In some ways, yes. But I would have been disappointed if I had set out to write a comprehensive history of the Civil Rights Act and found nothing more than the conventional wisdom in the archives.

Given the subject matter, and the window into how other White House residents have handled the issues of the day, it seems a given that Barack Obama will read the book sooner or later. Did you send some copies to 1600 Pennsylvania Avenue?

I believe a couple are on the way. But I understand if he has a few other priorities before getting to it.

Did your wife, at home with small children, ever ask you if really you had to go the extra yard on that particular area of research, take that trip, spend that extra day in a library?

Joanna was amazing. I couldn't have done the project without her, and she never said a word to hold me back. Fortunately, a lot of my archival trips were to places where we had family and friends -- Boston, Austin, Washington -- so it was easy to turn them into family trips. The University of Texas isn't Disney World, though, so I'll probably have to make up for that next year.

This is not your only new book. Late last year you also published American Whiskey, Bourbon & Rye: A Guide to the Nation's Favorite Spirit. How hard was it to stay focused on such two wildly different subject areas for so long?

Somehow, the two projects reinforced each other, like working out different muscle groups at the gym. Writing short entries about bourbon and rye gave me a break from writing about civil rights and American politics. And spending so much time writing in a historical vein helped me think about the history of American whiskey, which is so important to its appreciation and occupies a good chunk of the first part of the book.

Last I checked, the book on whiskey was outselling The Bill of the Century. In fact, it was ranked 128 overall at Amazon, compared to a rank of around 6,000 for your new book.

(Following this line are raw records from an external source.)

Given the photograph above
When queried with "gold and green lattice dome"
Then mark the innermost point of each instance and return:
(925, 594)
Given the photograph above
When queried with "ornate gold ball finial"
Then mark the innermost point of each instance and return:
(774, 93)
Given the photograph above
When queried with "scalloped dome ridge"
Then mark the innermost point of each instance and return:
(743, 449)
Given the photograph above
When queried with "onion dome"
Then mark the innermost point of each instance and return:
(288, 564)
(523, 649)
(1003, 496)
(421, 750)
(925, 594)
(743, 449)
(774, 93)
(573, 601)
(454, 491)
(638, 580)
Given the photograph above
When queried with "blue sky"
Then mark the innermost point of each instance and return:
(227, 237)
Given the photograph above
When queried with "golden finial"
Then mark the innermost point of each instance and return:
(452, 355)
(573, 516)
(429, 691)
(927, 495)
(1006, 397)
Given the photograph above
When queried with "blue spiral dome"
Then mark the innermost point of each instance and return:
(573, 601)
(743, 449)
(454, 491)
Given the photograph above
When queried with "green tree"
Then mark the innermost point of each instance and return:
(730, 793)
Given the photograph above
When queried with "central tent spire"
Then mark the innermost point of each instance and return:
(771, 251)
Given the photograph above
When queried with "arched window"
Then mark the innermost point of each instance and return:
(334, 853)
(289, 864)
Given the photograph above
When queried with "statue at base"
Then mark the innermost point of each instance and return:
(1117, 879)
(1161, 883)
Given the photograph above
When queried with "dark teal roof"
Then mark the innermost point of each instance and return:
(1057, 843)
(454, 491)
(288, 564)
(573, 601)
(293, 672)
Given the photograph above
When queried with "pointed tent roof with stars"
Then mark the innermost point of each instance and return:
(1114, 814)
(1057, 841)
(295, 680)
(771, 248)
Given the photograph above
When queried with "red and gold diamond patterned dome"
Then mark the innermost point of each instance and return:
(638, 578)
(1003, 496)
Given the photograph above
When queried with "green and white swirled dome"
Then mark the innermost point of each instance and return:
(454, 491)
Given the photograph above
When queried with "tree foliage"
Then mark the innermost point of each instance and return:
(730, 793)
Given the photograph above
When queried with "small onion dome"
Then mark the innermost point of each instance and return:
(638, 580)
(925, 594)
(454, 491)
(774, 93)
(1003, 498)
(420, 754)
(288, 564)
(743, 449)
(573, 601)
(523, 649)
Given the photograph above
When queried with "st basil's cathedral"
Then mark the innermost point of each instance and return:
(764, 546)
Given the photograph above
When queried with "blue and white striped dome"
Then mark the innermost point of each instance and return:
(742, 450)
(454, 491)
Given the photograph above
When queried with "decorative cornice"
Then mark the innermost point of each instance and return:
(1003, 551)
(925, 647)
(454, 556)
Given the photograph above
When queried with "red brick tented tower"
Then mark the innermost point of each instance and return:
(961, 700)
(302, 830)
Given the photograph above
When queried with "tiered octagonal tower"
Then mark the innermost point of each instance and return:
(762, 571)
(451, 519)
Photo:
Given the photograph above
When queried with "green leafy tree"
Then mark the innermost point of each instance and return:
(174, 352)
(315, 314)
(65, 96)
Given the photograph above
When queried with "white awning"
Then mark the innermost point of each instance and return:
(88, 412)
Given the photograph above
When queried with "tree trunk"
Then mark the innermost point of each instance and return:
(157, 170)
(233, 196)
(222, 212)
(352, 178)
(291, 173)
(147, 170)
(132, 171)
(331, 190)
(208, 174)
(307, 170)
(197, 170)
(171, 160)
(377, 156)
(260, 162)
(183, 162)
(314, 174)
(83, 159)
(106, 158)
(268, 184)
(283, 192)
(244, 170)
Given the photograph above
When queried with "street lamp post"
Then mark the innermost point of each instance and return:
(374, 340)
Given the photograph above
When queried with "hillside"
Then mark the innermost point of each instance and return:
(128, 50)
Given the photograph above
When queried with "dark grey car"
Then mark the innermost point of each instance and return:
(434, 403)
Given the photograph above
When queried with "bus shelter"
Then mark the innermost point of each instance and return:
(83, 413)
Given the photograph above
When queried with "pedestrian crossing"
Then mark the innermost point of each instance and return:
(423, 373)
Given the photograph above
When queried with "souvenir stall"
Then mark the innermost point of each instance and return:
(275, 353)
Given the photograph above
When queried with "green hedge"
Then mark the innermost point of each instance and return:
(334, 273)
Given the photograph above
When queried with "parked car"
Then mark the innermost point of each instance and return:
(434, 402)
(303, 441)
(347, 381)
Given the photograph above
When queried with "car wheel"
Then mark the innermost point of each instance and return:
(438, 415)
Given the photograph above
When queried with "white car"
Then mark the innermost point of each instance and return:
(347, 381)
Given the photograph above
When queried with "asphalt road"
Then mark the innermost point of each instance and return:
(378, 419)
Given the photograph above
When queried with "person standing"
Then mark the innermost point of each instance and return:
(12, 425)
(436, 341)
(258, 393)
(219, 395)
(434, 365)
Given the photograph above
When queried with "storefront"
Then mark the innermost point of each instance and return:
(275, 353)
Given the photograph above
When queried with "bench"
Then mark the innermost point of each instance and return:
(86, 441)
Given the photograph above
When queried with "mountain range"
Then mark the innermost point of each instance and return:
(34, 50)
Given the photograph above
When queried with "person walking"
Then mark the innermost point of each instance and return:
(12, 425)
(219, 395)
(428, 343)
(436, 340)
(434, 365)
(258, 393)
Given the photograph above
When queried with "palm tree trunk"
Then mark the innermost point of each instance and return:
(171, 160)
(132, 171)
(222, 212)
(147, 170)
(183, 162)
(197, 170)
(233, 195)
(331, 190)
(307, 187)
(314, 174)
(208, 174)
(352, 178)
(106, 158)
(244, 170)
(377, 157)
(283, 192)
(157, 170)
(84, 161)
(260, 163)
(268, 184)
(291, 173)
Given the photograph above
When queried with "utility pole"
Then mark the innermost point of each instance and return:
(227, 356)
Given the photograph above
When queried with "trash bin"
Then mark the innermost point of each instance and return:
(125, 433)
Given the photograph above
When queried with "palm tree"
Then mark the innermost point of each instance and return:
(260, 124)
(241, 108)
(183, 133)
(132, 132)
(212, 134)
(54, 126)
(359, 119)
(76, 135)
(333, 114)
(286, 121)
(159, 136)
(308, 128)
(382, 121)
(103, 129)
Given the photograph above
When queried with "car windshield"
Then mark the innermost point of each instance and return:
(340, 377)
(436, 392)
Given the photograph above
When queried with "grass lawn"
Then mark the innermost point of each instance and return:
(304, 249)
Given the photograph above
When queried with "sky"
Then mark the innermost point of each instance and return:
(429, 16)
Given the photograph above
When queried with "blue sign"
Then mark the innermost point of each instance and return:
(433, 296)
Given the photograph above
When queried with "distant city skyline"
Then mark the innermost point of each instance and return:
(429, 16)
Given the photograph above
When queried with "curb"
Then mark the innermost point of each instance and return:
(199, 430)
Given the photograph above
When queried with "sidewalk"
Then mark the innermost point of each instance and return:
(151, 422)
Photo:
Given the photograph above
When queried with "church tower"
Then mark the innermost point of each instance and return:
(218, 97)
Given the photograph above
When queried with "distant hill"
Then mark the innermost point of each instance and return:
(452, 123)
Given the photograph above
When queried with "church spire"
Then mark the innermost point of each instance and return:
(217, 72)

That's all news to me. I try not to follow my rankings; that way madness lies. But it doesn't surprise me that a guide to American whiskey, which has only grown more popular since I started the project, is doing better than a book of political history. That said, Amazon just named The Bill of the Century as one of its best books for April, so that will help. And as the 50th anniversary of the signing of the Civil Rights Act, on July 2, approaches, I imagine more people will pick it up.

Which book was more of a challenge to bring home for you?

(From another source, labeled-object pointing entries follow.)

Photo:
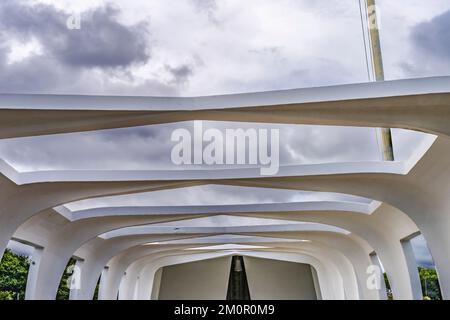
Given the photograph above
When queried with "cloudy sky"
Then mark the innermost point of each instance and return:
(203, 47)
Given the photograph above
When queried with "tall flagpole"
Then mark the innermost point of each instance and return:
(377, 60)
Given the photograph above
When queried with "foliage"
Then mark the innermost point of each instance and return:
(64, 289)
(13, 276)
(430, 284)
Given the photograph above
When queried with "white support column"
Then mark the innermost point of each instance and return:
(412, 269)
(103, 281)
(75, 283)
(382, 291)
(316, 283)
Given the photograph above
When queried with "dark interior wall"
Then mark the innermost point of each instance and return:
(279, 280)
(202, 280)
(208, 280)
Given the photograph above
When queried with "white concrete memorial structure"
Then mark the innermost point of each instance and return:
(125, 246)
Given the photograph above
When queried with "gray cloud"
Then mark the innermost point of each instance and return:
(433, 37)
(430, 54)
(101, 42)
(70, 58)
(180, 73)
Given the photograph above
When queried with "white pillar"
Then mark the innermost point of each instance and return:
(75, 285)
(32, 273)
(412, 269)
(382, 291)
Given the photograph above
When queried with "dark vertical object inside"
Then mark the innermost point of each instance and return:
(237, 284)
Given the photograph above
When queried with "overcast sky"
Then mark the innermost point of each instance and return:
(202, 47)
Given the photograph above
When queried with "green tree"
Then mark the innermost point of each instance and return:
(13, 276)
(64, 289)
(430, 284)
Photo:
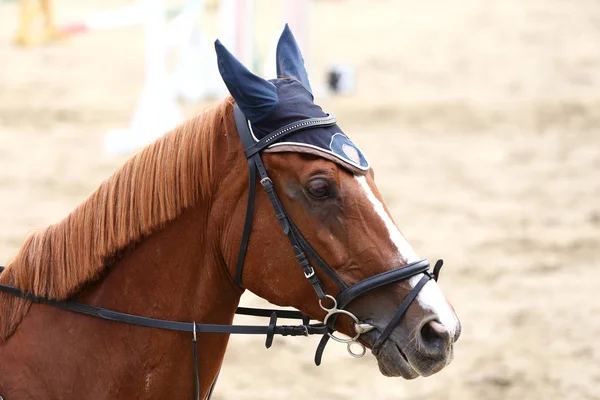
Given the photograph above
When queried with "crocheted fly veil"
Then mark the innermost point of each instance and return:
(272, 104)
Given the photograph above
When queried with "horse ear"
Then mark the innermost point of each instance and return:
(255, 96)
(289, 59)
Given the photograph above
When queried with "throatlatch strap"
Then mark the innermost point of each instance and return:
(196, 373)
(239, 268)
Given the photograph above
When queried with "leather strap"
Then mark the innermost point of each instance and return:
(394, 275)
(400, 313)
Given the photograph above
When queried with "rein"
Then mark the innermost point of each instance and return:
(302, 250)
(191, 327)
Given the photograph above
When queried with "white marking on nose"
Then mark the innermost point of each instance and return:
(430, 296)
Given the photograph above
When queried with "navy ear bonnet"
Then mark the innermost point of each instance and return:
(270, 105)
(329, 142)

Each presented its own challenge. As fun as it sounds to taste 200-plus whiskeys, I still had to drink 200-plus glasses of whiskey, not all of it particularly good, and then I had to make sense of each one in a review. The Bill of the Century involved a massive dive into more than a dozen archives around the country, and reading, altogether, hundreds of books and several hundred thousands of primary documents -- and then making sense of them in a narrative, which had to be constructed around some semblance of an argument about what it all meant.